In fact for under $1000 you can get a share in six horses and watch them race all around Australia without paying another dollar.
This is the method many first timers choose when they take the plunge into thoroughbred ownership and according to Rod Peacock from Hancox Bloodstock it represents the best value for money. “We set up an unlisted public company. Then we buy six horses and 800 people pay $950 per share. That pays for everything to race those horses for three years and if any of them are really good then they can go on for another year.” Peacock says. “Obviously it all depends on the horse but in those big packages you get a lot of entertainment along the way. Every second week they’ll have a runner and they’re all over Australia.”

For those with a little more disposable income, getting involved in a syndicate with 20 other shareholders or a partnership of 10 owners offers much higher returns. “Your 10 and 20 share groups have ongoing fees.” Peacock says. “You’ve got an upfront cost to buy your share and then there’s a monthly fee. The 20 share people might put in $130 a month and that covers everything. We find monthly is the way to go so that people can budget around it.“

While race day might bring the finest hats, dresses and suits out of the closet that’s not to say participants are limited to those with the finest threads. “It’s all walks of life. In fact we generally get young people, they’ll come in during their early twenties and generally stick with it.” Peacock admits. “We had a guy who was 92 and he rang up and said he wanted to join but could he leave his shares to his grandson.”

“You might get a group of mates that set up their own syndicate and buy a couple of shares in the one horse.” Peacock offers before giving the secret to success. “We advise that instead of buying one horse they spread their risk and buy shares in several horses and then they get more action along the way. Instead of buying a whole horse - buy 20% of five horses.”

So what should prospective thoroughbred owners keep in mind when considering getting involved? “We tell people not to expect enormous things. You’re taking a punt getting into racehorses so you should go into it hoping rather than expecting to make money”, says Peacock. “In the long run very few people make a profit out of racing but you can have a hell of a lot of fun along the way. It’s like buying a lotto ticket but more interesting!”

Syndication: Probably the easiest way to get involved with racing outside of a bookmaker’s office. After the up-front and one-off payment you’re ready to follow your horses all over the country. Starting from under $1000.

Partnership: The next level for those with a bit more disposable income and passion for the track.
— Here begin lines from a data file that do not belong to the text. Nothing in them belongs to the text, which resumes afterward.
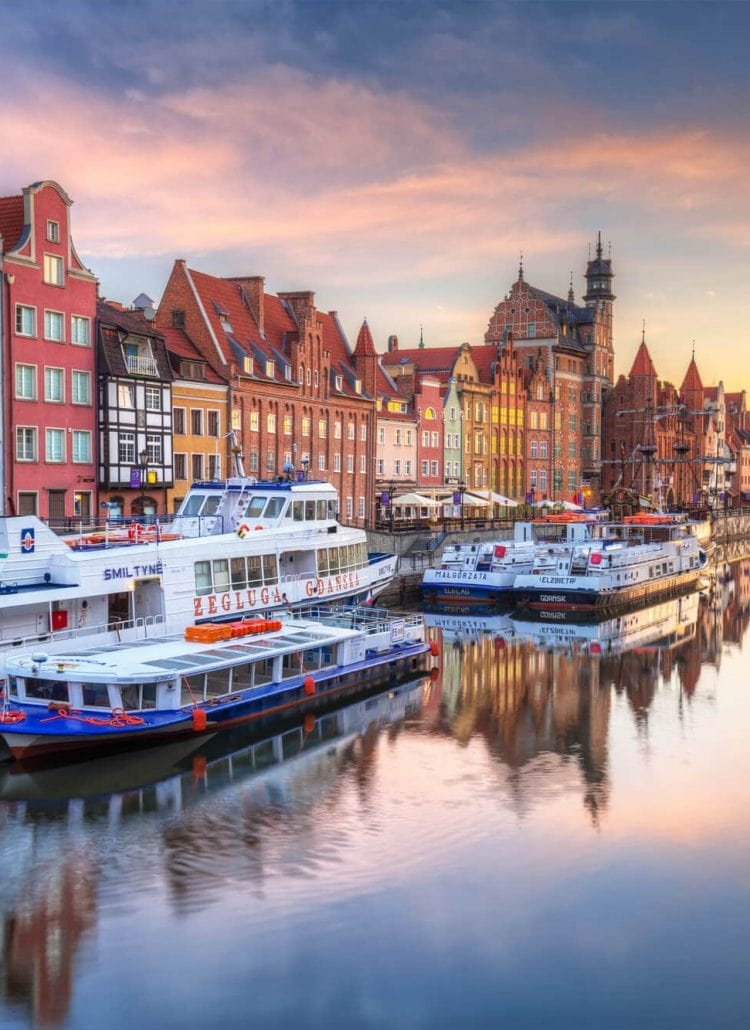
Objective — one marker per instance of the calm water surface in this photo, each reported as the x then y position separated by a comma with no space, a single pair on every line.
555,832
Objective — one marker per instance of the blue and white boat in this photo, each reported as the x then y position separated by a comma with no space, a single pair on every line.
201,681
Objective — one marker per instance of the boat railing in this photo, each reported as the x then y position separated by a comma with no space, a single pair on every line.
141,627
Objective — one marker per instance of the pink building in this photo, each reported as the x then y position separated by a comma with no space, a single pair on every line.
47,313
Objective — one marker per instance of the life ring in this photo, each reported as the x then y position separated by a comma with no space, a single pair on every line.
11,715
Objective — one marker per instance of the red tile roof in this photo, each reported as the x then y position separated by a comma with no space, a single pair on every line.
179,343
642,365
11,220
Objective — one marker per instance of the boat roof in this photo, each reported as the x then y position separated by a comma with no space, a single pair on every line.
162,657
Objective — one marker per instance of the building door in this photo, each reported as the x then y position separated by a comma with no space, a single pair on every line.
56,505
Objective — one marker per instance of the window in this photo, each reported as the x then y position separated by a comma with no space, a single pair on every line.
55,445
26,382
54,383
54,270
155,446
126,448
81,446
26,443
25,320
54,327
80,387
80,331
126,396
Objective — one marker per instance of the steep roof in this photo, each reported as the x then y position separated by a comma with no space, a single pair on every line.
691,383
180,346
11,220
642,365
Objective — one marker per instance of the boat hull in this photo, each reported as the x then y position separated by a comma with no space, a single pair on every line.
55,733
563,597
This is most popular amongst groups of friends who want to experience the thrill and pride of seeing their charges race. Shares cost from $1000 to $10,000, and monthly fees starting from $130 a month.

Sole Ownership: One for the racing aficionados. They might have to keep their horse in oats all year round but they also get a big say in any major decisions along with the trainer. Having a tilt at the Melbourne Cup could be their choice. Buying a thoroughbred can cost as little as $1000 or as much as a million. Maintenance costs average around $15,000 a year.

Leasing: The try-before-you-buy option. The horse will race under your name while you’re paying but you’ll have to keep it fed and fit. And should the horse start winning the owner will want it back at the end of the lease. A typical lease structure involves paying the owner one third of any winnings.